Page 109 of POLLEN’S WOMEN features another red duotone by Sam, used in STAG, January 1972, for the story “The FBI and the Great Mob Double-Cross.”
His black-and-white painting on page 120 was used in TRUE ACTION, July 1967, for the story “The Flesh Raiders.”
Sam created the red duotone on page 123 for the for the story “General Hooker’s Woman” in MALE, December 1969.
Blue duotones were less common than red ones, but not uncommon in MAMs.
Page 127 in POLLEN’S WOMEN showcases a blue duotone Sam’s did for the story “The Caribbean Kingdom of Six-Foot Sarah Glad” in MALE, September 1960.
The painting on page 128 was first used in STAG, January 1964, for the story “Inside a Communist All-Woman Penal Camp.”
It was later recycled in black-and-white in ACTION FOR MEN, September 1966, for the story “The Hushed-Up Scandal of Russia’s Sin Stockades”

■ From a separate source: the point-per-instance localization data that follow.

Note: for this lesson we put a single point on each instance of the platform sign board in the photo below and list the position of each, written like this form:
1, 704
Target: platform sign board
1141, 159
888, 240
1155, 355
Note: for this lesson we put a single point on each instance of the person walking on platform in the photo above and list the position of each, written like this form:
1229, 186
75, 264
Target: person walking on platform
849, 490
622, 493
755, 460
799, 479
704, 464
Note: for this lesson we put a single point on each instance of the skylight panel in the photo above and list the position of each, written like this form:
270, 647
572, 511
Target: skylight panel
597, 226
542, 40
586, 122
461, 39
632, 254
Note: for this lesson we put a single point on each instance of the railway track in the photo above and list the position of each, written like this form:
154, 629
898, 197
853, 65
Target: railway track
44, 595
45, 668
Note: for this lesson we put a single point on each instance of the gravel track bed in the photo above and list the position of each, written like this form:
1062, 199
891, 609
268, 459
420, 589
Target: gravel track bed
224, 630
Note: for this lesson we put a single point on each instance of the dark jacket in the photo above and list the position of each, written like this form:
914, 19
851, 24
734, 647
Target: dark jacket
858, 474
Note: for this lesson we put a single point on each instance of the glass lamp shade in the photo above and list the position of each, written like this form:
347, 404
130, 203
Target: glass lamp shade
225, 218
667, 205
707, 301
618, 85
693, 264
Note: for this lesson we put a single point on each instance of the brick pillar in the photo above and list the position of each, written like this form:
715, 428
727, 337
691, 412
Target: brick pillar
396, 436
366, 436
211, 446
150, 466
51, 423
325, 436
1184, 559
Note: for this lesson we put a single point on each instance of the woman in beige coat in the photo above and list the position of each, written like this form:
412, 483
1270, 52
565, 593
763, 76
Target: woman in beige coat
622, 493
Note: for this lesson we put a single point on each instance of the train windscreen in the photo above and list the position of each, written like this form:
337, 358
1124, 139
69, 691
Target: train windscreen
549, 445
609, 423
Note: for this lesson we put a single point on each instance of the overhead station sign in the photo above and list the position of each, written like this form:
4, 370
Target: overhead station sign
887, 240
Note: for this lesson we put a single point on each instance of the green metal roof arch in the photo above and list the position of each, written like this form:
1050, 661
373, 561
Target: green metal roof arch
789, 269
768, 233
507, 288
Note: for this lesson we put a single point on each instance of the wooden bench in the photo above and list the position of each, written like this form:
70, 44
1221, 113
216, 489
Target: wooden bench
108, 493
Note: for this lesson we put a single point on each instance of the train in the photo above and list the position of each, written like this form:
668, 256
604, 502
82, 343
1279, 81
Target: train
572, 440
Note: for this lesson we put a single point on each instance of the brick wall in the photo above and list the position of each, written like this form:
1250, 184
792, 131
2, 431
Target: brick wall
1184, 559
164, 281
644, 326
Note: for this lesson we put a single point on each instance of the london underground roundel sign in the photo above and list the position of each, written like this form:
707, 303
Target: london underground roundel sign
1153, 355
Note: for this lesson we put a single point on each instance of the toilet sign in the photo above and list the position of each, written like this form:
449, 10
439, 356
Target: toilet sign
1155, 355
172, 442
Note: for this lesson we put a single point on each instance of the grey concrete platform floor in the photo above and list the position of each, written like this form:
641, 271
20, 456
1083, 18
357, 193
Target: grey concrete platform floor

Page 129 features Sam’s painting for the story “World War II’s Forgotten Sailor and His Desert Shangri-La” in STAG, January 1960. (The two page scan from that magazine is shown above, on the page with the scan of “The Caribbean Kingdom of Six-Foot Sarah Glad.”)
As I write this post, all of the original Samson Pollen paintings shown in this post — which had been stored in his home for five decades until we worked with him to produce POLLEN’S WOMEN — are now available for purchase directly from him.
It’s one of our best-selling books to date.
We’re especially gratified by the positive reviews it has received from people Wyatt and I are fans of, including: writer and pulp maven Andrew Nette on his Pulp Curry site; magazine columnist and author Laura Wagner in the June 2018 issue of CLASSIC IMAGES magazine; fanzine publisher Justin Marriott in issue #10 of his MEN OF VIOLENCE fanzine; pulp maven Morgan Holmes on his Castalia House blog; and, comics legend and captain of the mighty Airship 27 publishing imprint Ron Fortier on his Pulp Fiction Reviews blog.
POLLEN’S WOMEN has also been given rave reviews on Amazon from legendary comics and action/adventure writer Chuck Dixon, and from Dan Leo, author of the mind-blowing novels RAILROAD TRAIN TO HEAVEN and THIS WORLD OR ANY OTHER WORLD.
Wyatt, who designs our books, tells me our second volume showcasing original Samson Pollen artwork should be available by Christmas.
If all goes well, we also hope to do a book showcasing Sam’s paperback cover art.
Stay tuned to this blog or the Men’s Adventure Magazines Facebook Group for an announcement of the publishing dates.
Thanks again to Sam Pollen and his wife Jacqueline for making it possible for us to bring his work to the attention of modern fans of classic illustration art.